Une récente étude internationale à laquelle ont contribué des scientifiques toulousains met en lumière l’ampleur de l’exposition humaine aux microplastiques par voie respiratoire. Selon les données relayées par la presse britannique, il serait possible d’inhaler quotidiennement jusqu’à 68.000 microparticules de plastique sans s’en apercevoir.
Les particules concernées, parfois invisibles à l’œil nu, mesurent entre un et dix micromètres, ce qui représente une fraction infime de l’épaisseur d’un cheveu humain. Cette taille minuscule favorise leur pénétration en profondeur dans l’organisme et leur circulation potentielle dans le sang.
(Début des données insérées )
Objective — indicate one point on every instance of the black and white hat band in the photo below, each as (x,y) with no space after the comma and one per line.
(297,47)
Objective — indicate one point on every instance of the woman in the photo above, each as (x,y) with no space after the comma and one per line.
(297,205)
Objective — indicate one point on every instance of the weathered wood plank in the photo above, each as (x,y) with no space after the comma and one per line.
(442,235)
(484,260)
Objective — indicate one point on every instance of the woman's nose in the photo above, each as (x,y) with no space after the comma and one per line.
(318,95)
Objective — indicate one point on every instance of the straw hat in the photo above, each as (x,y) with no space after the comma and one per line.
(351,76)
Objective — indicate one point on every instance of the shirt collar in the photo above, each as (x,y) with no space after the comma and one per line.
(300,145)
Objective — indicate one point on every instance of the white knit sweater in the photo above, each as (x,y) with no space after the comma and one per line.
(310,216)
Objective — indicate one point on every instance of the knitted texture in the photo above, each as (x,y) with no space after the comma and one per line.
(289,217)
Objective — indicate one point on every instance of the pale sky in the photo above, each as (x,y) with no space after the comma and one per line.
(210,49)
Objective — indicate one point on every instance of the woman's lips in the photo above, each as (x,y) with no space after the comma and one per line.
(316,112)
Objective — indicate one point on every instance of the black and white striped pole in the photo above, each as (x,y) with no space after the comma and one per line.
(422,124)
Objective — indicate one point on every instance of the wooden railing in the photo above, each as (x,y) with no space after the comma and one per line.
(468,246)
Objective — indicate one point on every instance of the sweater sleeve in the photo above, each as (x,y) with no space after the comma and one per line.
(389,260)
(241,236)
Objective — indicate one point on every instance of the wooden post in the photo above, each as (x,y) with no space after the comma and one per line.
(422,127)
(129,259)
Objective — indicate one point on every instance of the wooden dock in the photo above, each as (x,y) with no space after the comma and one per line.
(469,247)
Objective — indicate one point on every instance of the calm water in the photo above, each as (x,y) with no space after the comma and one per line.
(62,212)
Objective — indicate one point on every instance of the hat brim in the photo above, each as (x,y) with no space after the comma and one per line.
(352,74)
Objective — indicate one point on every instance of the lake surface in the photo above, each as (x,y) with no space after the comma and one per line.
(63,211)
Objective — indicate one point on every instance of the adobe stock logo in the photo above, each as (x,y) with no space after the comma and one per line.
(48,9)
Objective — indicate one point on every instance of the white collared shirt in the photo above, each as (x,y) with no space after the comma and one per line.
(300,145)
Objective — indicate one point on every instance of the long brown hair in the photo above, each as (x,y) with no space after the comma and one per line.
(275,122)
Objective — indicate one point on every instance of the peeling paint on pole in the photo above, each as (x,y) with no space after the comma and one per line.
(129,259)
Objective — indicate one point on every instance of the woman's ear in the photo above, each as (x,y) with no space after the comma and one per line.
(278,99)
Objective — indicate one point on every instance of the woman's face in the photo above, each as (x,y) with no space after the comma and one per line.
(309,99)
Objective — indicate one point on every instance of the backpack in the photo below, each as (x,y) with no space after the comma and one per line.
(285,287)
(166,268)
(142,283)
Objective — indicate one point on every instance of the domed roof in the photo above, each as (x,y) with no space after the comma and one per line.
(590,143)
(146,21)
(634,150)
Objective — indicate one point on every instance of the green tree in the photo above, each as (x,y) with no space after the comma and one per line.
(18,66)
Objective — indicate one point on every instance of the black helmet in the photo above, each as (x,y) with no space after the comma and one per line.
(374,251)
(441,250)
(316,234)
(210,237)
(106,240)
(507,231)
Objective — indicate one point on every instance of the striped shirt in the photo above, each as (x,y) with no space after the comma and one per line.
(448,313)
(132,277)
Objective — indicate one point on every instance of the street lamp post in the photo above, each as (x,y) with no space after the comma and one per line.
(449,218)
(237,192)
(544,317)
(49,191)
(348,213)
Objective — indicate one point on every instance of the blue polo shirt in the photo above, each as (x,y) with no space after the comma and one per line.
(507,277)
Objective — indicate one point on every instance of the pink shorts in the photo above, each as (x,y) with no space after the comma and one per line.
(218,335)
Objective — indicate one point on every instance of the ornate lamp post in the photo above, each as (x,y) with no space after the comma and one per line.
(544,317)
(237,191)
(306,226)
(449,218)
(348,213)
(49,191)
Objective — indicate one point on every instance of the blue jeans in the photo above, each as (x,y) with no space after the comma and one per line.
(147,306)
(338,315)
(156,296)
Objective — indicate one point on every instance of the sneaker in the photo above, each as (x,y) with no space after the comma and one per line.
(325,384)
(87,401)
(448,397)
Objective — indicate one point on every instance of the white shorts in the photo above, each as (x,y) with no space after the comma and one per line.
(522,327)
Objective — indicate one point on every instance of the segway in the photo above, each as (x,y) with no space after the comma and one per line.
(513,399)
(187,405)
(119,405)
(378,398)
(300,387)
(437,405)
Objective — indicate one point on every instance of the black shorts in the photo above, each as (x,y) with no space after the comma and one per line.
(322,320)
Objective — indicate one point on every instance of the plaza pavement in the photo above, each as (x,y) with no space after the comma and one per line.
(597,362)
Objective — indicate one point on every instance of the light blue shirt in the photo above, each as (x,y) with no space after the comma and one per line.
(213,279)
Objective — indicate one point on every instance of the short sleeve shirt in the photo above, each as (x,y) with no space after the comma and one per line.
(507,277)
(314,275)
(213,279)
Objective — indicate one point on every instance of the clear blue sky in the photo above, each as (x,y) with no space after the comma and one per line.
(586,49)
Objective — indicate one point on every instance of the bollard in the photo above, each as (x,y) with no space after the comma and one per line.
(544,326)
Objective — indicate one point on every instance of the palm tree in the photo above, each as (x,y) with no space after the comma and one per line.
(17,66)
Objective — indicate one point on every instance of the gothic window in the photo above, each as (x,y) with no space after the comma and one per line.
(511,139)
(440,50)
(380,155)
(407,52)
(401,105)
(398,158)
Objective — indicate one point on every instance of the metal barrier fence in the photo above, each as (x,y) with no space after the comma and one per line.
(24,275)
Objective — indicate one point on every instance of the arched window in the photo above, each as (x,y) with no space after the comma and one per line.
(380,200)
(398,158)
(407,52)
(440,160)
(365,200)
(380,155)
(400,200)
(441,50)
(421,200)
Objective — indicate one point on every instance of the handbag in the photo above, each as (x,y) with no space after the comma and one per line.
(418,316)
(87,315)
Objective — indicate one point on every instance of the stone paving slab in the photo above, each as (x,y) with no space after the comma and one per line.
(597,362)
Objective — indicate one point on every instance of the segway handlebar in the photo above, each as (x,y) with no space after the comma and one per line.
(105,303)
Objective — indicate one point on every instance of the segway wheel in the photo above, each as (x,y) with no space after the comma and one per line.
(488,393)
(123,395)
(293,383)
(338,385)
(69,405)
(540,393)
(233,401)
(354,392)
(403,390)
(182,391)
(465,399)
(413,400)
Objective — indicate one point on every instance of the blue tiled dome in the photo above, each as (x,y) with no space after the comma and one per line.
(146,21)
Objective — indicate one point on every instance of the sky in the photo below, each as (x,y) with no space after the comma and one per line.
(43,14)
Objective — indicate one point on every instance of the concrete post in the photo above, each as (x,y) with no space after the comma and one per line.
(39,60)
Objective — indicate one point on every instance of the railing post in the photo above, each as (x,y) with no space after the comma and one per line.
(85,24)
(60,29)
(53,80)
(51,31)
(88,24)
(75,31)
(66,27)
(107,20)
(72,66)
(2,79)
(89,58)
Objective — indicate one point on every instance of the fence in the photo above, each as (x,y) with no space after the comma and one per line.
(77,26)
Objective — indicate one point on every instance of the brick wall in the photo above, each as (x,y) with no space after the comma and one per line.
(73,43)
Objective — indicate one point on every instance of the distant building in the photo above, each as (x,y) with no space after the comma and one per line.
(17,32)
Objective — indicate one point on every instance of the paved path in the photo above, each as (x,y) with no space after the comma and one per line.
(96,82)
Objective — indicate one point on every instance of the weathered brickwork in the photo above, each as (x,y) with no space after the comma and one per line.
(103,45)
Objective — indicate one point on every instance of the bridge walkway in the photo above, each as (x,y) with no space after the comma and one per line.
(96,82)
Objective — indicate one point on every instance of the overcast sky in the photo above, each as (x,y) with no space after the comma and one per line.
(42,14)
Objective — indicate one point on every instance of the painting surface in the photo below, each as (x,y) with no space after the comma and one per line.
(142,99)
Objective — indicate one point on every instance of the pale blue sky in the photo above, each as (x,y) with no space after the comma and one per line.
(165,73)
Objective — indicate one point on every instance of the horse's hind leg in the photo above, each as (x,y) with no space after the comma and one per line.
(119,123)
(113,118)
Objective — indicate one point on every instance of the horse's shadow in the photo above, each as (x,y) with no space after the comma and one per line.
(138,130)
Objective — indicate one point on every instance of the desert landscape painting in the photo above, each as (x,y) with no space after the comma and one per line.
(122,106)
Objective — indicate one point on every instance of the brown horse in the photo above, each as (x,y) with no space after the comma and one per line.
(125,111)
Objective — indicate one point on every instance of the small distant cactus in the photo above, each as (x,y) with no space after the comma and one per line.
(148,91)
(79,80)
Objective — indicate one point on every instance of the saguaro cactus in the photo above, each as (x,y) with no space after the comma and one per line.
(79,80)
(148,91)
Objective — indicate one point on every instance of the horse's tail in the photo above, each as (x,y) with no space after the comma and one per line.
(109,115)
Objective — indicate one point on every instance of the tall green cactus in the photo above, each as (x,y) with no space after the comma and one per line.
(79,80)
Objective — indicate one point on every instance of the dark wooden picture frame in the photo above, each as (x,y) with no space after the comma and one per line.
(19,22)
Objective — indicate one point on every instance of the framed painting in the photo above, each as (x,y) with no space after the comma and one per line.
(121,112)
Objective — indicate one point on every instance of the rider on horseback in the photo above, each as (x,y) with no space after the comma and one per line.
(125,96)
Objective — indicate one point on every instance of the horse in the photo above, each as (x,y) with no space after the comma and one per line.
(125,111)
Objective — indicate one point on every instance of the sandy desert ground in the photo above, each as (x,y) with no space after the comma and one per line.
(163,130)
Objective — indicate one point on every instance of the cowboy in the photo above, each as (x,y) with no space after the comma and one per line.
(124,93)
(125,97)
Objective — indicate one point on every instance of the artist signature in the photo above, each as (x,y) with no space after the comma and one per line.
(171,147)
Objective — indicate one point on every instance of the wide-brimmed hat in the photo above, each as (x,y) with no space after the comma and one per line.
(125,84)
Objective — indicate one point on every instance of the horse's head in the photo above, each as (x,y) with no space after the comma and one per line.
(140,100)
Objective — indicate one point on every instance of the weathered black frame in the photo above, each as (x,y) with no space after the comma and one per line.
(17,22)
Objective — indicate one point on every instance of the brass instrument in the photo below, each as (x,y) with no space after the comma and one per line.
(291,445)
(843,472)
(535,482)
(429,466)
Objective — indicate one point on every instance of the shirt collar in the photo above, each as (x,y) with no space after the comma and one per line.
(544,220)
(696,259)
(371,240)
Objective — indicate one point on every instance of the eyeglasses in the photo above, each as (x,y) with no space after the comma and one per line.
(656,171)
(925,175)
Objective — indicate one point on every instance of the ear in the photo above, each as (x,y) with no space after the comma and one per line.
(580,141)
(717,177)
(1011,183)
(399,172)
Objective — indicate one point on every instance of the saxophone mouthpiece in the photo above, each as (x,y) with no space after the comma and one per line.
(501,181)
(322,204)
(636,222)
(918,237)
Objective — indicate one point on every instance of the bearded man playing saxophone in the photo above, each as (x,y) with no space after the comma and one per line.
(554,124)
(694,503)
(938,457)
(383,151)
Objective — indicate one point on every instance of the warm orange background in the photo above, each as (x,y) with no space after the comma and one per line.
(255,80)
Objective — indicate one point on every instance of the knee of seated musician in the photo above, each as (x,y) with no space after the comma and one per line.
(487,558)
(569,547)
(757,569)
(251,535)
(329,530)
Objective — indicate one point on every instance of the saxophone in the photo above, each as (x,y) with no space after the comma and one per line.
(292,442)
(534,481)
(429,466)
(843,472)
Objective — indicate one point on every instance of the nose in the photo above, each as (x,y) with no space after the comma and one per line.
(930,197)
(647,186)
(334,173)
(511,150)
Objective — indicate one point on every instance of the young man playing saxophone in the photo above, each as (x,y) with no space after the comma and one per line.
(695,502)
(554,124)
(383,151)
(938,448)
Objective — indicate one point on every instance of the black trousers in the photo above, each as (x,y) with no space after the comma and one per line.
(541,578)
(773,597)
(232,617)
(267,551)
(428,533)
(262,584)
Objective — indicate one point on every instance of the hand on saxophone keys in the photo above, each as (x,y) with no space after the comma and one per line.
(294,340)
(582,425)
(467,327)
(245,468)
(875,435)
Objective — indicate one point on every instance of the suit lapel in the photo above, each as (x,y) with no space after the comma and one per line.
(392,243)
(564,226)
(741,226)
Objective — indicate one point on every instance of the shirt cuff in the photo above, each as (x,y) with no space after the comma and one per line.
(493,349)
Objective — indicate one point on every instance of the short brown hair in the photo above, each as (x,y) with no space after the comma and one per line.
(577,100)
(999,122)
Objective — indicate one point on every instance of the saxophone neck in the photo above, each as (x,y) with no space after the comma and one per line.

Les auteurs de l’étude soulignent que ces microparticules, en raison de leur taille, sont susceptibles de provoquer des effets sanitaires sous-évalués jusqu’à présent. Comme l’indique le rapport, leurs conclusions “suggèrent que les effets de l’inhalation de microplastiques sur la santé pourraient être plus importants qu’on ne le pense”.
L’enquête s’est intéressée à la composition de l’air de différents environnements du quotidien. Les prélèvements ont été effectués dans des logements, mais aussi à l’intérieur de véhicules, afin de mesurer l’ampleur de la contamination atmosphérique.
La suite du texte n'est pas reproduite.